The Bundestag is the German Parliament. And Parliament is analogous to Congress. Father Kelly’s chief of staff made the connection: a hearing in the Bundestag is like a hearing in the House or in the Senate. The Chancellor is inviting via the parliamentary group? “Yes, certainly. Father Kelly would be honored.”

Documents are sent back and forth per email. In English. It all seems to match up, but with a few question marks. A week before his scheduled flight to Bonn, it begins to occur to Father Kelly that the “hearing” he has been invited to as a very high-level subject area expert does not quite sound like one he would participate in across town in a Senate office building.

Words aren’t words

A phone call is made from Father Kelly’s office to the Bundestag seeking clarification without success. Father Kelly makes the flight from Washington to Bonn. The “hearing” in the Bundestag turns out to be a half-day meeting with a handful of young members of the Chancellor’s party who are focused on the issue and seeking expert input from across the Atlantic.

The “hearing” did not take place in the Bundestag. There was no large committee room. No panel of Bundestag Members from the various parties asking Father Kelly well-researched questions about how American universities approach the educational challenges of the future.

Nor did Kohl’s party schedule any other meetings for Father Kelly, neither with the press, nor with the presidents of nearby universities such as Bonn and Cologne, nor with German Secretary of Education or at least with his Undersecretary. Nothing.

Father Kelly flew from Washington to Bonn to speak with very junior members of the Bundestag for no more than half a day, then flew back to Washington. A terrible waste of time, and money, for Father Kelly and the university he is the president of.
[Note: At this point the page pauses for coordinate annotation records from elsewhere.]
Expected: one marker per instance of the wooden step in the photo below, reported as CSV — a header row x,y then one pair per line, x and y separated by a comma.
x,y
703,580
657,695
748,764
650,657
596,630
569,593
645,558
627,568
Hearing isn’t hearing. Words aren’t words.

“Are the Germans holding back?“

Americans and Germans decide to integrate processes. Process harmonization is the term used.  A common experience.
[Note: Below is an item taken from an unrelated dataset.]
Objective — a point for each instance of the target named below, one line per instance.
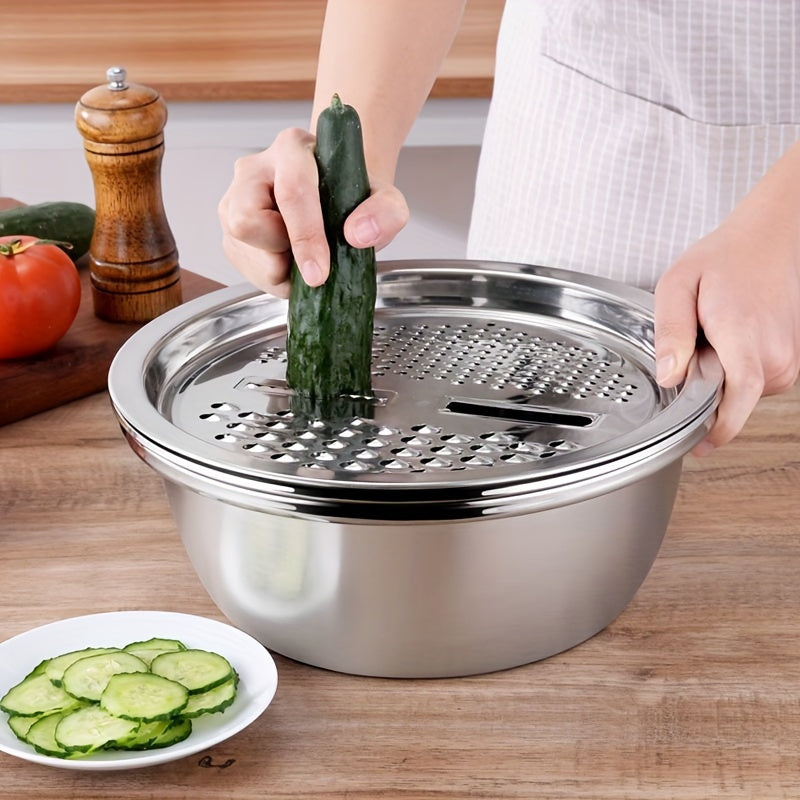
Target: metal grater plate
(482, 373)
First look at and become familiar with the other side’s processes, procedures, etc. The Americans hand over their binders. Many of them. Long. Detailed. The Germans hand over theirs. Not as many. Not as long. Not as detailed. The Americans wonder where the rest is. “Are the Germans holding back? Not revealing? Playing politics?“

Another misperception. Not as many. Not as long. Not as detailed. In fact. The reason once revealed by a German engineer in the middle of the tension. “We do our best not to write down what we do and how we do it.” And why? “Because if it is written down in a process or a procedure, we are bound to doing it exactly in that way. We want to maintain our freedom and autonomy to choose situationally how we work.“

We Germans protect our knowledge

Is that the only reason? What about protecting your knowledge? He smiles discreetly. Not clever. Not sneaky. But conceding. “Yes. We Germans protect our knowledge as best we can. Not only companies, but also individual employees.” So, if it is documented well, then others can do it, also. Right? „Ja.”

There is a third reason. Who wants to take the time to document how an individual, a department, a division works? Drudgery. By the time all of those activities, all of that work, in all of its complexity has been documented, modifications have already taken place. It’s like painting San Francisco’s Golden Gate bridge. Once you’ve completed the job, you have to begin all over again.